The function and calls:
def clean_label(label_list, margins='False'):
''' This function takes the column index list from a crosstab (or pivot table?) in pandas and removes the
part of the label before and including the "_". This allows the user to order the columns manually by creating
an alphabetical index followed by "_" and then the label that they would like to use. For example, a label such as
['a_Positive', 'b_Negative'] will be converted to ['Positive', 'Negative']. Another example would be to order dates
in a table from ['12 10_Oct 12', '12 11_Nov 12'] to ['Oct 12', 'Nov 12']
margins = False if the crosstab was created without margins and therefore does not have an "All" at the end of the list
margins = True if the crosstab was created with margins and therefore has an "All" at the end of the list
'''
corrected_list=list()
# If one creates margins in pivot/crosstab, will get the last column of "All"

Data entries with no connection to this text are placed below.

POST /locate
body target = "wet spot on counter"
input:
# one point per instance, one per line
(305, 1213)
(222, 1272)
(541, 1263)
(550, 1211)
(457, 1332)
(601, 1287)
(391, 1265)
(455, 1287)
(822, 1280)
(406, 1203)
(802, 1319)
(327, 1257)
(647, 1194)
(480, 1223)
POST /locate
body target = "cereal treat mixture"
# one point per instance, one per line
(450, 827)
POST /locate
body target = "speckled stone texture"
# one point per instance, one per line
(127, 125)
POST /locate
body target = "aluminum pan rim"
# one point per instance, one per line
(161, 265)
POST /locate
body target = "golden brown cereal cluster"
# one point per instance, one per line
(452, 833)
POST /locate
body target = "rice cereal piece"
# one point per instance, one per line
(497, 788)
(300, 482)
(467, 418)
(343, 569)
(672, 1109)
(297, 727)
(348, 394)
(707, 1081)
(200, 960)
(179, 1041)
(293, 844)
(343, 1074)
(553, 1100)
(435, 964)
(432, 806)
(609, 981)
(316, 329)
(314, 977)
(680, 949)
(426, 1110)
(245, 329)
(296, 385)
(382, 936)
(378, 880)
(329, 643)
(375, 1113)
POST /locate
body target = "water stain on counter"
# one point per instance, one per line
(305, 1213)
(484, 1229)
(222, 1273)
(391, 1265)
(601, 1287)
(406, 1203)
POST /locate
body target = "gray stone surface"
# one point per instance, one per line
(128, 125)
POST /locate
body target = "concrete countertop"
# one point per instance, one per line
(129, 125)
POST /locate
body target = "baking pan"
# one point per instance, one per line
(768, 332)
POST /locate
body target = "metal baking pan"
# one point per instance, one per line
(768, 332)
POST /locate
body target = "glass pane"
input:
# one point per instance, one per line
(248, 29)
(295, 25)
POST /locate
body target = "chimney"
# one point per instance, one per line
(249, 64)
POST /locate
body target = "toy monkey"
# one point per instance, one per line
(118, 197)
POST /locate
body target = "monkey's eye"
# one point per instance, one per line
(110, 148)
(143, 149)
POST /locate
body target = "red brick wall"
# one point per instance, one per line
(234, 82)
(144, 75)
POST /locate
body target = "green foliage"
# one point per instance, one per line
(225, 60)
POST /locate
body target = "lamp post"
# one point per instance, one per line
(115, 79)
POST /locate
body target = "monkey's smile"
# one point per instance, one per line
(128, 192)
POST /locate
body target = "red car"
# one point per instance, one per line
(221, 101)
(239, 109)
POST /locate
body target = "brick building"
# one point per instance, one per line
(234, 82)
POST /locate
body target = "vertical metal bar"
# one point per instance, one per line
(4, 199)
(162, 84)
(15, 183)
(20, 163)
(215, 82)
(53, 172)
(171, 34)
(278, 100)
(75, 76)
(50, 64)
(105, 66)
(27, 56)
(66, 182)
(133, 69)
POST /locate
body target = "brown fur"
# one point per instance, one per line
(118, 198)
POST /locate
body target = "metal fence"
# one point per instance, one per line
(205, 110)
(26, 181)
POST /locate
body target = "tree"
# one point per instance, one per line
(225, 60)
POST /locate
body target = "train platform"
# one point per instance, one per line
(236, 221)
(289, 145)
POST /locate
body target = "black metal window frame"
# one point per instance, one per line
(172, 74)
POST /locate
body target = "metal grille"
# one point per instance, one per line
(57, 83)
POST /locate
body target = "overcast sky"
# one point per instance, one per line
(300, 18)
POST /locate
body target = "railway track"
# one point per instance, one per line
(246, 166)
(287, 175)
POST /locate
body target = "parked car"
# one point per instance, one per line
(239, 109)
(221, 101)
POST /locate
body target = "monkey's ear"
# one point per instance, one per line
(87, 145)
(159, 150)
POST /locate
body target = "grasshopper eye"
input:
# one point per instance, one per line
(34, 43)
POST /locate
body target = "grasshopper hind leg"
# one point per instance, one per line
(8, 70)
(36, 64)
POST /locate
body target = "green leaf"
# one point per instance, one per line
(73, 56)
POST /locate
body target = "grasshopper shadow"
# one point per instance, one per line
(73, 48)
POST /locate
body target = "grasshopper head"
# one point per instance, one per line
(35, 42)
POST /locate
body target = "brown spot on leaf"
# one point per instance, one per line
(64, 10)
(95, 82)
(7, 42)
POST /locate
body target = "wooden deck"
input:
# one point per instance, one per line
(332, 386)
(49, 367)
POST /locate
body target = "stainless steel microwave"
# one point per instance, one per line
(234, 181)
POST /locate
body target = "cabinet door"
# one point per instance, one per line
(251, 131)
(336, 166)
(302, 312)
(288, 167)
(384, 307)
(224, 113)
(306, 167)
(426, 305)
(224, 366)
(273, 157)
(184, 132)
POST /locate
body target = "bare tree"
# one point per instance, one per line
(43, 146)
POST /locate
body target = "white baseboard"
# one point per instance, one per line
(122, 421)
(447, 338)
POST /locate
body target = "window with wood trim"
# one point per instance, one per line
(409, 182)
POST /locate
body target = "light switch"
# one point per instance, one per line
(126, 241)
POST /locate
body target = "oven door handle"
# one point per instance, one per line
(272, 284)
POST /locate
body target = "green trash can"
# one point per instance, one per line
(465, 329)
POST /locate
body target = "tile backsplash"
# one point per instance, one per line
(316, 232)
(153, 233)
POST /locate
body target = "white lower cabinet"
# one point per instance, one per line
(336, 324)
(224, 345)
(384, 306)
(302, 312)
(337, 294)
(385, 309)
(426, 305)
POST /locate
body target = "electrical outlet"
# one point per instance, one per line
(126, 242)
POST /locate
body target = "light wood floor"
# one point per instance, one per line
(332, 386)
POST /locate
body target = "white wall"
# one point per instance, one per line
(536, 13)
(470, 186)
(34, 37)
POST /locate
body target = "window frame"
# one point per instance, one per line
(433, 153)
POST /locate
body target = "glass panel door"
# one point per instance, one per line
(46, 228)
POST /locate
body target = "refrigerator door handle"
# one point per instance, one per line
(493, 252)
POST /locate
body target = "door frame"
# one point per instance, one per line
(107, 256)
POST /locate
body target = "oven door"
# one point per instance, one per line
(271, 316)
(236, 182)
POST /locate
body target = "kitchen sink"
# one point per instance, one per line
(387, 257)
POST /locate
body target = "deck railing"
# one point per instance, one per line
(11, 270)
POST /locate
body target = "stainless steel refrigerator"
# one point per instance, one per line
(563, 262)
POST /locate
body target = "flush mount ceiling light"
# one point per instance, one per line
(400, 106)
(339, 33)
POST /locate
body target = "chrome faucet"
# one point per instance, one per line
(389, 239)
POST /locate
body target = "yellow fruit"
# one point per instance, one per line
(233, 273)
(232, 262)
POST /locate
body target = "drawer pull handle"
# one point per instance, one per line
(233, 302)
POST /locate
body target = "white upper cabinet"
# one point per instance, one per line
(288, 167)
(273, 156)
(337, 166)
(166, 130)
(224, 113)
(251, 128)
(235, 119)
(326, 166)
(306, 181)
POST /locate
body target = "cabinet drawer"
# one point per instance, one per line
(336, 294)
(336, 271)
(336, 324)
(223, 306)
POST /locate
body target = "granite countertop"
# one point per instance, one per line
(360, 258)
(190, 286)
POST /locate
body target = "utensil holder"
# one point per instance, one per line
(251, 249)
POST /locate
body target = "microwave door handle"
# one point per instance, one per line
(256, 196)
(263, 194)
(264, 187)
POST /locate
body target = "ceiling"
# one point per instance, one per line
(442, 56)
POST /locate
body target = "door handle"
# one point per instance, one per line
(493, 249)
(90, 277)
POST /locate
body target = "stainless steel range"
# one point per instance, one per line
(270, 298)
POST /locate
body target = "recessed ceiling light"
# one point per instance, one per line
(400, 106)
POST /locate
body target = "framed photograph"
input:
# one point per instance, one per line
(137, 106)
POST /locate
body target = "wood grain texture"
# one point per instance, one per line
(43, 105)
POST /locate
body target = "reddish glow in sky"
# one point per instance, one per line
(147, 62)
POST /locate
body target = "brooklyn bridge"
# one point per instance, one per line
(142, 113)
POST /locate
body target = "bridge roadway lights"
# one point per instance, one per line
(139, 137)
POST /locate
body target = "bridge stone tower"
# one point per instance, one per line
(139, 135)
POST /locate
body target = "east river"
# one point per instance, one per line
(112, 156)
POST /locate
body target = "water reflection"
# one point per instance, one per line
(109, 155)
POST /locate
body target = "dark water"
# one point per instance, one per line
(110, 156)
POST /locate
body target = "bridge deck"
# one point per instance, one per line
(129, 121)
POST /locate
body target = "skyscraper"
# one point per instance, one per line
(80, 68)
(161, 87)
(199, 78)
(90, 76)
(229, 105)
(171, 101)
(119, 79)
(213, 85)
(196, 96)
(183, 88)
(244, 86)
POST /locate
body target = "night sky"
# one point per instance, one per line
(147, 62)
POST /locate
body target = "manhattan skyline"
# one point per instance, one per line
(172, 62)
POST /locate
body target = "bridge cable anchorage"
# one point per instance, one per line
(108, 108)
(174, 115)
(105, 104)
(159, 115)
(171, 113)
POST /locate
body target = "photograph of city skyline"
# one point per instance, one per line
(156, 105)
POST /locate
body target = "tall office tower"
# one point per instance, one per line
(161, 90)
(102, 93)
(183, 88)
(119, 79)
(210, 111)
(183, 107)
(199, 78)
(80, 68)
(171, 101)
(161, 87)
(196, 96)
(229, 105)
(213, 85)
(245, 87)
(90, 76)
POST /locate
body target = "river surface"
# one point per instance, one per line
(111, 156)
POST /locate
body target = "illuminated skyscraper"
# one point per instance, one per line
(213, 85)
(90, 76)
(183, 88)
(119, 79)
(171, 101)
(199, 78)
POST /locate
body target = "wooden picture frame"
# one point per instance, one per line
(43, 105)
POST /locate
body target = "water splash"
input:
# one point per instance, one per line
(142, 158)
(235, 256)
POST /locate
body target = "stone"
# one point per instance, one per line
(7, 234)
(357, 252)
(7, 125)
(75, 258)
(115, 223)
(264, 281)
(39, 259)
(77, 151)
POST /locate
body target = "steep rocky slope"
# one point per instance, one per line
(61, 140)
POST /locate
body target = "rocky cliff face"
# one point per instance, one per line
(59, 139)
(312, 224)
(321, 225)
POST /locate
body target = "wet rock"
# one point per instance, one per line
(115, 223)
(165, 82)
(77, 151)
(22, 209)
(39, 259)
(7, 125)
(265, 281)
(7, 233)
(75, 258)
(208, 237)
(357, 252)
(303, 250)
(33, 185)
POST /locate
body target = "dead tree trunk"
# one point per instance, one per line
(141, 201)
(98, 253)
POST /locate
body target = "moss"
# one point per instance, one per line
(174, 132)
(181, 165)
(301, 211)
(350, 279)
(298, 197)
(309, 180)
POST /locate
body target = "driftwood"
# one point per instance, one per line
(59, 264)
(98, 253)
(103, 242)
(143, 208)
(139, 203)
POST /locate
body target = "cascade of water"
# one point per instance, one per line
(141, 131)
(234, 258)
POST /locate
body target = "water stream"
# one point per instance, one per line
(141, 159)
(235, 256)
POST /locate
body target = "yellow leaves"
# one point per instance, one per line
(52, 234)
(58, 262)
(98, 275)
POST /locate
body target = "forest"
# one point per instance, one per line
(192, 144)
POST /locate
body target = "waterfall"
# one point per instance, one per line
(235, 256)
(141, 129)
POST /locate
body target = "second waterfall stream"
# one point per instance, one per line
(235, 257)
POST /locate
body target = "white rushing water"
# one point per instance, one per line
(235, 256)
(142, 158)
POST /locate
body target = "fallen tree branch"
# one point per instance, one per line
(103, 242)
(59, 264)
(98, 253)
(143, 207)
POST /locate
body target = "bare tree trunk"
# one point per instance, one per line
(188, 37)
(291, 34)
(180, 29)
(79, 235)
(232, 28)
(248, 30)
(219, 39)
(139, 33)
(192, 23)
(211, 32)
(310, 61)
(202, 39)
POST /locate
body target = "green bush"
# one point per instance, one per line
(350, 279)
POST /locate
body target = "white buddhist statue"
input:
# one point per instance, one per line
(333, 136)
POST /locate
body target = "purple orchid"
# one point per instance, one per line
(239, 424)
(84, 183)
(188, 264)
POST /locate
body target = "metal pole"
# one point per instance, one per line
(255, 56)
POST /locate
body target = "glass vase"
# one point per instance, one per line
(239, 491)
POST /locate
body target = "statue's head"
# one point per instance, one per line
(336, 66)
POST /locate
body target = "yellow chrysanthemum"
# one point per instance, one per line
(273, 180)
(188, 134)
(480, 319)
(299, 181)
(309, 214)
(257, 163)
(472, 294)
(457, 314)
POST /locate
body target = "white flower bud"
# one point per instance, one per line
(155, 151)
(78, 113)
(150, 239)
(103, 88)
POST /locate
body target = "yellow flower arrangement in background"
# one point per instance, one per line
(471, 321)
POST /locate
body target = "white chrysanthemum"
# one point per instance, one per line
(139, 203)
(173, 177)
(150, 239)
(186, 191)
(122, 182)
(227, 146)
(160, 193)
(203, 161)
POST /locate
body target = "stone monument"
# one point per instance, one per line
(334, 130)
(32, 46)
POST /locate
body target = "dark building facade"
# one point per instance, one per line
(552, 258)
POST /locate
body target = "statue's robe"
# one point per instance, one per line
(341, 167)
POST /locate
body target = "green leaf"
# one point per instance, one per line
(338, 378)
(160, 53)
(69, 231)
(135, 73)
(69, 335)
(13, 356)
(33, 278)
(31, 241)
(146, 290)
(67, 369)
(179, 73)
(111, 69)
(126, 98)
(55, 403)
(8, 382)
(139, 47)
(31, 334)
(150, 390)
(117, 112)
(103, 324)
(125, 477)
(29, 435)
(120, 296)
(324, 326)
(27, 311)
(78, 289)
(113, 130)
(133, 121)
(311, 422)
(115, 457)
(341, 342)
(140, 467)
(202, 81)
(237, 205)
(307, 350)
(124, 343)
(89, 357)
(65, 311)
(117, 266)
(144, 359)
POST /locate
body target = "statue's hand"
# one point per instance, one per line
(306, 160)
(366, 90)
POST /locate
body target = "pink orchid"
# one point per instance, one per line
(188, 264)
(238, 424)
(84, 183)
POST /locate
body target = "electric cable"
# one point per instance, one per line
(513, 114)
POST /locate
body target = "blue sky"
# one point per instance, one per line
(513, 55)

# This has to be removed from the following code or it will throw an error.
if margins:
convert_list = label_list[:-1]
else:
convert_list = label_list
for l in convert_list:
x,y=l.split('_')
corrected_list.append(y)
if margins:
corrected_list.append('Total') # Renames "All" to "Total"
return corrected_list
# Change the labels on the crosstab table
table_1.columns=clean_label(table_1.columns, margins=True)
# Change name of columns
table_1.columns.name = 'Month of Collection'
# Change name of rows
table_1.index.name = 'Region'
Output (final table):
"Month of Collection Oct 12 Nov 12 Dec 12 Jan 13 Feb 13 Mar 13 Apr 13
Region
EAST 825 2108 2280 2757 2272 1682 1964
WEST 42 407 1003 2216 2351 2770 2579
All 867 2515 3283 4973 4623 4452 4543
Month of Collection May 13 Jun 13 Jul 13 Aug 13 Sep 13 Total
Region
EAST 1981 1902 2113 2092 975 22951
WEST 3014 1823 1506 2011 888 20610
All 4995 3725 3619 4103 1863 43561 "
If you've done as year-month as a string (and it's in the correct order), you could reverse:
In [1]: df = pd.DataFrame([['a', 'b']], columns=['12 Mar', '12 Jun'])
In [2]: df.columns.map(lambda yb: ' '.join(reversed(yb.split())))
Out[2]: array(['Mar 12', 'Jun 12'], dtype=object)
In [3]: df.columns = df.columns.map(lambda yb: ' '.join(reversed(yb.split())))
I had suggested you could do this with periods:
pd.DatetimeIndex(f_dtflt['COLLECTION_DATE']).to_period('M')
Then after you can clean the column to the format you require:
df.columns = df.columns.map(lambda x: x.strftime("%b %y"))
df.columns.name = 'COLLECTION_DATE'
but this appears to change period index into int (possibly a bug?).